Competing Orders and Hidden Duality Symmetries in Two-leg Spin Ladder Systems

TL;DR

This paper presents a unifying low-energy field theory approach to understand competing quantum orders and phase transitions in two-leg spin ladder systems, revealing hidden symmetries and a simplified phase structure.

Contribution

It introduces a novel framework connecting competing orders via hidden duality symmetries and emergent U(1)-symmetry in two-leg spin ladders, expanding understanding of their phase diagrams.

Findings

Identification of hidden duality symmetries in spin ladder phases

Discovery of an emergent U(1)-symmetry mixing order parameters

Qualitative phase diagram structure based on field theory and variational analysis

Abstract

A unifying approach to competing quantum orders in generalized two-leg spin ladders is presented.
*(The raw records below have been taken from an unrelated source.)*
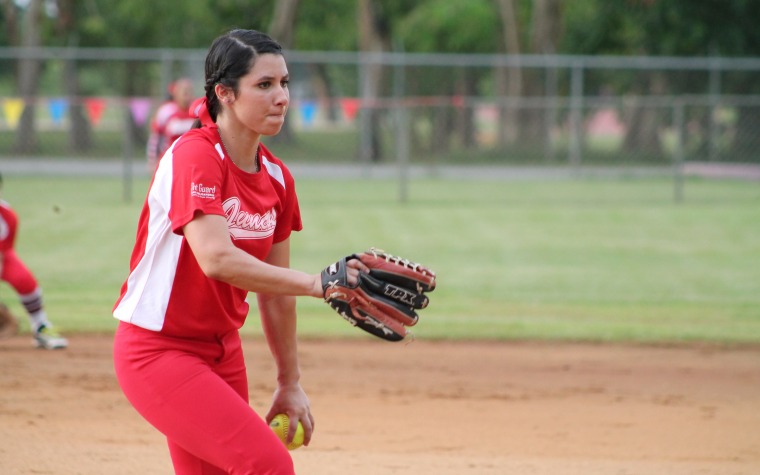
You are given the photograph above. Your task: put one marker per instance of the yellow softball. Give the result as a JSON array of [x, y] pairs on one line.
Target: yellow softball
[[280, 425]]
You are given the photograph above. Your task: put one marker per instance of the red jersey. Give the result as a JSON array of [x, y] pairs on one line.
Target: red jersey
[[169, 123], [8, 224], [166, 290]]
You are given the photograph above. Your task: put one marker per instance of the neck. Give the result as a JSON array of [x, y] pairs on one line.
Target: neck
[[243, 153]]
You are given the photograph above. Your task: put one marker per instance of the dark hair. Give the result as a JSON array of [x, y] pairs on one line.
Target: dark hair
[[231, 57]]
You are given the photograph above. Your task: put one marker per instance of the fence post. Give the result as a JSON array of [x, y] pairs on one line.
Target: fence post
[[576, 114], [714, 95], [402, 131], [127, 153], [678, 157]]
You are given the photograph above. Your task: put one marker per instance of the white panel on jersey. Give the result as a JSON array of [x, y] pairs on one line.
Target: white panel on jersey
[[274, 171], [150, 283]]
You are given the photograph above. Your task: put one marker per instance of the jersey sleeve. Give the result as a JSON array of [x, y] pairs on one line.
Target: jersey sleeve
[[197, 179], [8, 222], [290, 219]]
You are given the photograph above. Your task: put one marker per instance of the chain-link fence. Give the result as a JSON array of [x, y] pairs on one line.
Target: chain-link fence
[[425, 111]]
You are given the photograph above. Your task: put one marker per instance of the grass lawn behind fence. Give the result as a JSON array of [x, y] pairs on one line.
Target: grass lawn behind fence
[[595, 260]]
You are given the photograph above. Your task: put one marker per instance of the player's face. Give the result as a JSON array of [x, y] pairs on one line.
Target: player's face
[[263, 95]]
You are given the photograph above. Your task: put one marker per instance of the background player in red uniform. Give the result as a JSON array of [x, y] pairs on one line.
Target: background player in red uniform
[[215, 225], [171, 120], [14, 272]]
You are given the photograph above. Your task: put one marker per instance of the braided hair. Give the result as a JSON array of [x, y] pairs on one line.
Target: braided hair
[[231, 57]]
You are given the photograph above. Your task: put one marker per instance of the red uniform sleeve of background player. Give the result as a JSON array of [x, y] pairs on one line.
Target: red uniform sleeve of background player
[[8, 222]]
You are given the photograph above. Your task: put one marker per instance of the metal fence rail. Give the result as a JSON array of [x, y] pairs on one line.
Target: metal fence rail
[[426, 111]]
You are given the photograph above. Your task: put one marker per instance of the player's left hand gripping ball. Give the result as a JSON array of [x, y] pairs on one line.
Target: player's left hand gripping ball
[[385, 301], [280, 425]]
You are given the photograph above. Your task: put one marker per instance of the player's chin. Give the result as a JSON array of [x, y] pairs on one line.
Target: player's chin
[[273, 125]]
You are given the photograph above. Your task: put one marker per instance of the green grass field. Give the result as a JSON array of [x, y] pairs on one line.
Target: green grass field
[[561, 260]]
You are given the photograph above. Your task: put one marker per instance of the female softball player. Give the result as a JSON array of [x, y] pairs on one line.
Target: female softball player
[[172, 119], [17, 274], [215, 225]]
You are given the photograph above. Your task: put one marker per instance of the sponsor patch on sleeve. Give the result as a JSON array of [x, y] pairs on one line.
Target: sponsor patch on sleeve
[[199, 190]]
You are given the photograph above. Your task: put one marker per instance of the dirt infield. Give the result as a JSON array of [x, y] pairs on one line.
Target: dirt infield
[[424, 408]]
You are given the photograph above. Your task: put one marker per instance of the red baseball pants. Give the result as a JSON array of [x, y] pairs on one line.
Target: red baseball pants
[[196, 393]]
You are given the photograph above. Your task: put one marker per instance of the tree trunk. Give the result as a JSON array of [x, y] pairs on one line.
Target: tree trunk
[[642, 137], [28, 80], [509, 79], [281, 29], [80, 132], [371, 40], [545, 34]]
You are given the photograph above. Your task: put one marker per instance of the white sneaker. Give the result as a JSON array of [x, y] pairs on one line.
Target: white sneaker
[[49, 339]]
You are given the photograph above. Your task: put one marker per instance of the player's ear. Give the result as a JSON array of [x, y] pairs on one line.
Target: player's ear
[[224, 93]]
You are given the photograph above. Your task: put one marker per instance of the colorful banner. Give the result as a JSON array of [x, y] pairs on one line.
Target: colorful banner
[[13, 108], [94, 107], [350, 107], [57, 109], [308, 111], [140, 108]]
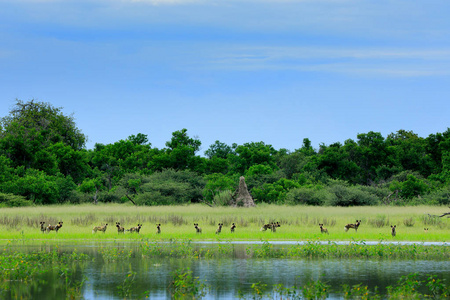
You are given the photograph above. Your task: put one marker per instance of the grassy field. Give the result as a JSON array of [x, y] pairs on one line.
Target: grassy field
[[297, 222]]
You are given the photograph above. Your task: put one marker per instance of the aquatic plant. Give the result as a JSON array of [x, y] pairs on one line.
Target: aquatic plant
[[184, 285]]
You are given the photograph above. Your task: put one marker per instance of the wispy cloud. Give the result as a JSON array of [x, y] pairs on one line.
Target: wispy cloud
[[368, 61]]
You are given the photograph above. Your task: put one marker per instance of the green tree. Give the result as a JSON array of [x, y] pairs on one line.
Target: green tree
[[179, 154], [31, 128], [220, 150], [251, 154]]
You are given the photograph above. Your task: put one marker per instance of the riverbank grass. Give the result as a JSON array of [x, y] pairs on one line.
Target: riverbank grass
[[177, 222]]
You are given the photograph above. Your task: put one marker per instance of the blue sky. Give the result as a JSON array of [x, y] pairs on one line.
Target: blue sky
[[234, 71]]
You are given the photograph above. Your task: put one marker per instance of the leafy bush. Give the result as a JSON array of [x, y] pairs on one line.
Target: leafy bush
[[350, 196], [439, 197], [154, 198], [10, 200], [224, 198], [308, 196]]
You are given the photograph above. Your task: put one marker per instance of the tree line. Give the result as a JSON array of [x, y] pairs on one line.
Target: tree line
[[44, 160]]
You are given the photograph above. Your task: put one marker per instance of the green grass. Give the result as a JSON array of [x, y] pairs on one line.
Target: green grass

Hidden relationship and quantum phase transitions among the competing orders are thoroughly discussed by means of a low-energy field theory starting from an SU(4) quantum multicritical point. Our approach reveals that the system has a relatively simple phase structure in spite of its complicated interactions. On top of the U(1)-symmetry which is known from previous studies to mixes up antiferromagnetic order parameter with that of the p-type nematic, we find an emergent U(1)-symmetry which mixes order parameters dual to the above. On the basis of the field-theoretical- and variational analysis, we give a qualitative picture for the global structure of the phase diagram. Interesting connection to other models (e.g. bosonic t-J model) is also discussed.